According to the Salisbury Convention, the House of Lords gives a second reading to government bills that seek to implement manifesto commitments, does not subject manifesto bills to wrecking amendments and returns manifesto bills to the Commons in reasonable time. This House of Lords Library Briefing examines the development of the convention and looks at the debates on how it applied after the 2010 and 2017 general elections, which both produced a hung parliament.Jump to full report >>
The Salisbury Convention is commonly understood to mean the House of Lords gives a second reading to government bills that seek to implement manifesto commitments, does not subject them to wrecking amendments and returns them to the Commons in reasonable time. It is also sometimes called the Salisbury-Addison Convention.
The convention arose from an understanding between the leaders of the Labour and Conservative parties in the House of Lords after the 1945 general election. At that time, Labour had a majority in the House of Commons but the Conservatives had a majority in the Lords. The modern expression of the convention was set out by the Joint Committee on Conventions in 2006.
The Salisbury Convention relates to a government’s manifesto bills. This is based on the idea that manifesto bills have a special form of democratic legitimacy as they have been voted for by the electorate. There is a recognition that it is not always straightforward to identify which bills should be classed as manifesto bills, especially as modern manifestos tend to be more complex than in 1945 when the convention originated. However, it has also been pointed out that in practice the Lords does not usually block any government bill, regardless of whether it is a manifesto bill.

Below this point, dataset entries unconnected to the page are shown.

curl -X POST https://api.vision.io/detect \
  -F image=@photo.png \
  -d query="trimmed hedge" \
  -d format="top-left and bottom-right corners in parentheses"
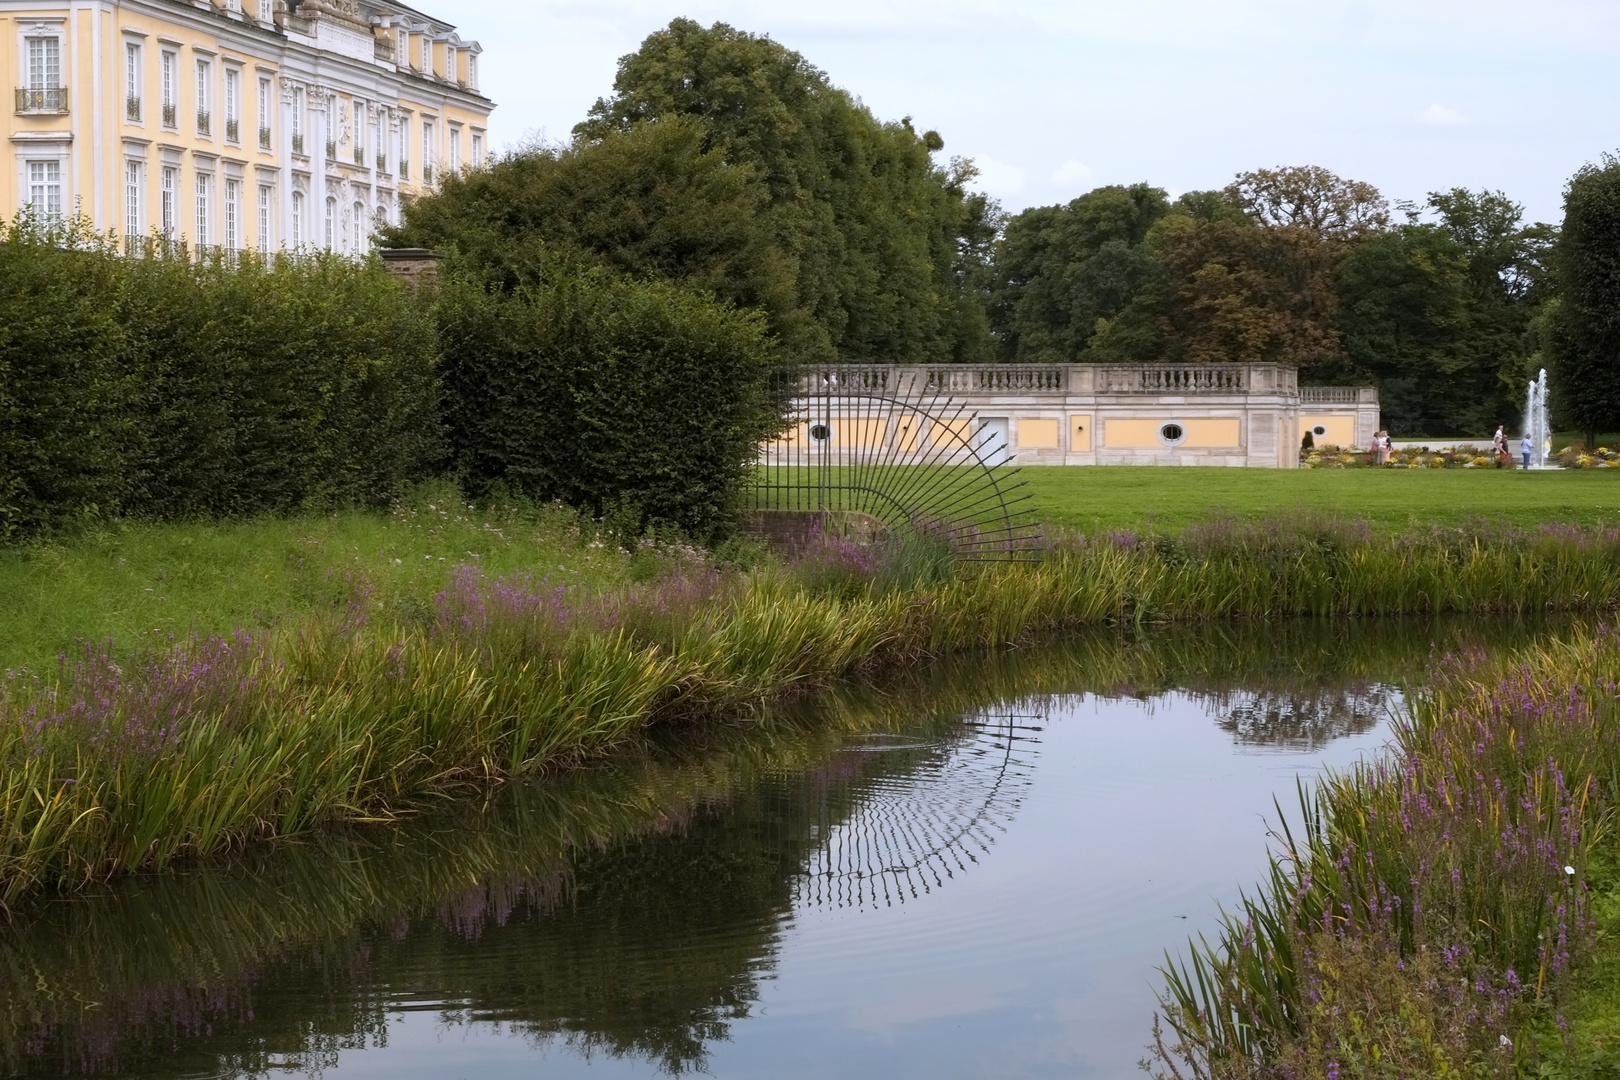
top-left (434, 260), bottom-right (783, 541)
top-left (0, 223), bottom-right (441, 539)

The 2010 and 2017 general elections both produced hung parliaments. This gave rise to questions about whether the Salisbury Convention applies to a coalition or minority government.
In 2017, the minority Conservative Government argued the Salisbury Convention should apply to its manifesto pledges. Other parties in the Lords were not convinced of this argument but acknowledged the Lords would be mindful of the balance of power between the two Houses. During the 2017–19 parliament, Brexit supporters claimed that Lords amendments to the European Union (Withdrawal) Bill and the Data Protection Bill were ‘wrecking amendments’ that violated the Salisbury Convention. Others argued that in making these amendments, the Lords was fulfilling its constitutional role by asking the Commons to think again.
In 2010, the Conservative-Liberal Democrat coalition government initially asserted the convention still applied, although others across the House felt it was not so clear-cut. In 2011, the Government acknowledged the convention did not operate in the same way with the advent of a coalition government. Two parliamentary committees both concluded that a coalition agreement made after an election had produced a hung parliament did not have the same status as a manifesto. During the period of the Coalition Government, there were attempts to block three government bills at second reading in the Lords, all of which failed.